The four individual analyses as described above were published as research papers in November 2009, and have been incorporated into a final Humanitarian Horizons document published in January 2010. Being aware of many other change processes going on in the humanitarian system, and other coalitions for change, it is critical that this project’s outputs be widely disseminated and openly shared with other change programs. They should benefit from our work and we need to benefit from their insights.
Publications
- Humanitarian Horizons: A Practitioners’ Guide to the Future
This Practitioners’ Guide to the Future serves as the culmination of the Humanitarian Horizons project, commissioned by the members of the Inter-Agency Working Group and implemented jointly by the Feinstein International Center (FIC) and the Humanitarian Futures Programme (HFP) of King’s College, London. The Guide merges the projections of global change highlighted by four earlier research papers, with the futures perspectives of operational agencies. The result is an attempt to help humanitarian aid agencies look a generation into the future to begin making the necessary changes now to their thinking and organization, to ensure that they continue to deliver the right assistance and protection to the right people in the right ways.
- The Future of Globalization and its Humanitarian Impacts
More than simply an economic phenomenon, globalization is a multi-faceted and dynamic process with implications for future migration and mobility, technological expansion, and worldwide social inequality. With an eye on the many possible futures of globalization, the authors of this paper consider the likely consequences of each for the humanitarian community.
- Future of the Humanitarian System: Impacts of Internal Changes
Not only affected by the trends and events that occur within the world in which it operates, the humanitarian system is equally affected by those developments and trends that take place inside the organizations and networks comprising the system. In this paper, John Borton describes these internal dynamics – including the conflation of “humanitarian” and “development”, shrinking humanitarian space, and issues of accountability – and creates a picture of future humanitarian response in light of these changes.
- Climate Change and its Humanitarian Impacts
Global climate change will have inevitable consequences and implications for the humanitarian community. Although specific outcomes are unclear, it is certain that the world will experience significant transformations in the next 20 years, and that currently vulnerable populations will be among those most affected. Researchers from the Stockholm Environment Institute, as the authors of this paper, describe the current state of climate information, and the expected human and physical consequences for which humanitarian organizations must be prepared to address in the next two decades.
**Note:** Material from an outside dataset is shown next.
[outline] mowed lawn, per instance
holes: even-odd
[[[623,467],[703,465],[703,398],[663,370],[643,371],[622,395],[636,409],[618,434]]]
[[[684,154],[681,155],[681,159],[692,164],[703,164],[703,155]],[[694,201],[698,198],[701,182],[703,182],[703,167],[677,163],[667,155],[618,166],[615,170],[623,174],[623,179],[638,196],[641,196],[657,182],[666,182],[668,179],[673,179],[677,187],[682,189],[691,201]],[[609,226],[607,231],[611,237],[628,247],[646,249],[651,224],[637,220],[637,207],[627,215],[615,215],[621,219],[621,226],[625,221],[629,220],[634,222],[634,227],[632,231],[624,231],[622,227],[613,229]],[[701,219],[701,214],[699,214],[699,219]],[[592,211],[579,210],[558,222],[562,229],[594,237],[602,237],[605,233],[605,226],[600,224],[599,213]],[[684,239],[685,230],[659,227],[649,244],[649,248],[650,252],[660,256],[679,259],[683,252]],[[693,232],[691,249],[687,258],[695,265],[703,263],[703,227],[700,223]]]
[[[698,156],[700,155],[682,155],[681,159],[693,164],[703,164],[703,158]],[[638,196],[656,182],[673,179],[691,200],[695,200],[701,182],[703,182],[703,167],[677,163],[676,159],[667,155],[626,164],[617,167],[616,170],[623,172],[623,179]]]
- Demographic Trends and their Humanitarian Impacts
Expected demographic trends of the future include unprecedented population growth, the majority of which will occur in developing countries, and which will lead to a “demographic crisis” in Sub-Saharan Africa. The humanitarian implications of this growth, and its regional disparities, will be manifold, as described by researcher Carl Haub, of the Population Reference Bureau.
Impact
We are seeking primarily to inform the boards and senior management of the seven participating NGOs of the IWG. Through workshops, briefing notes, and discussion prompted by this project, we hope to offer them tools that will allow them to develop more appropriate responses to the crises of the future.
Collaboration
This program involves three key sets of collaboration. First, the research was implemented jointly between Tufts/FIC and the Humanitarian Futures Programme at King’s College, London. Second, the researchers worked closely with the seven NGO members of the IWG to incorporate their operational perspectives, and to disseminate the research outputs. And thirdly, recognized experts from outside these institutions were commissioned to conduct the analyses of the drivers of change.